28. De ki: «Gördünüz mü, Allah beni ve beraberimdekileri yok etse ya da bize merhamet buyursa, iki takdirde de kafirleri elem verici azaptan kurtaracak kimdir?»
29. De ki: «O, öyle Rahman'dır, işte biz O'na iman ettik ve O'na dayanmaktayız. İleride sizler de kimin açık bir sapıklık içinde bulunduğunu bileceksiniz!»
30. De ki: «Gördünüz mü, eğer sabaha kadar suyunuz batakalırsa (çekilecek olsa), size kim bir akarsu getirebilir?
1. Nun, Kaleme ve kalem ehlinin satıra dizdiklerine ve dizecekleri hakkı için,
2. sen Rabbinin nimeti sayesinde, deli değilsin.
3. Ve muhakkak senin için tükenmez bir mükafat var.
4. Ve herhalde sen, pek büyük bir ahlak üzerindesin.
5. Yakında göreceksin ve görecekler,
6. O fitne, o delilik hanginizdeymiş.
7. Şüphesiz Rabbindir, yolundan sapanı en iyi bilen, yine O'dur doğru yola erenleri en iyi bilen.
8. O halde tanıma o yalan diyenleri!
9. Arzu ettiler ki, sen (onları) yağlasan onlar da sana yağ yapacaklardı.

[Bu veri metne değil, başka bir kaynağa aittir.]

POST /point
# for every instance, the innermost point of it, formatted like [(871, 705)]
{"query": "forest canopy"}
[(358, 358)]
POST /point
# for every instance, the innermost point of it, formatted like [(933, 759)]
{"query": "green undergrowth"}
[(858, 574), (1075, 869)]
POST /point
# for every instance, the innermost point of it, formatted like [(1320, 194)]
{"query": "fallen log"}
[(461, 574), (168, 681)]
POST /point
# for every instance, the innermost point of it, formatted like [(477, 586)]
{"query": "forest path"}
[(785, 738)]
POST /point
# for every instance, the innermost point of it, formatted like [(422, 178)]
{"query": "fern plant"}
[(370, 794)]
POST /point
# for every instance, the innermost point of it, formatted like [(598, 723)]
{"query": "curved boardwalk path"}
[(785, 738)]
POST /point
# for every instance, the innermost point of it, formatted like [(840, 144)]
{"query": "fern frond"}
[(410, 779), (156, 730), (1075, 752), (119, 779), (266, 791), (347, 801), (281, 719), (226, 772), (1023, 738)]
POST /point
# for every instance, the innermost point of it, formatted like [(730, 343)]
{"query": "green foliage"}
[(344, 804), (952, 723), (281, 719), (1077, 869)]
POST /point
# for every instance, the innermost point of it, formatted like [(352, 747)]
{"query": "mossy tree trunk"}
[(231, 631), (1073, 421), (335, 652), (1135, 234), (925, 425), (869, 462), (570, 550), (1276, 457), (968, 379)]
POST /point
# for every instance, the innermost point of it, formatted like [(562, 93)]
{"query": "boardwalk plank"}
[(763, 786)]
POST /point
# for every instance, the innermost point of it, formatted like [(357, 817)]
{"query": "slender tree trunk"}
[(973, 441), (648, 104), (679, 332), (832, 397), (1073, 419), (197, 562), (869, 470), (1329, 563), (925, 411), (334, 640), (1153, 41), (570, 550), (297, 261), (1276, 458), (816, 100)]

10. Tanıma şunların hiç birini; çok yemin eden o aşağılık,
11. gammaz, koğuculukla gezer,
12. hayrı engelleyen, saldırgan, vebal yüklü,
13. zobu (kaba), sonra da takma (soysuzlukla damgalı),
14. mal ve oğulları var diye.
15. Karşısında ayetlerimiz okunurken: «Eskilerin masalları.» dedi.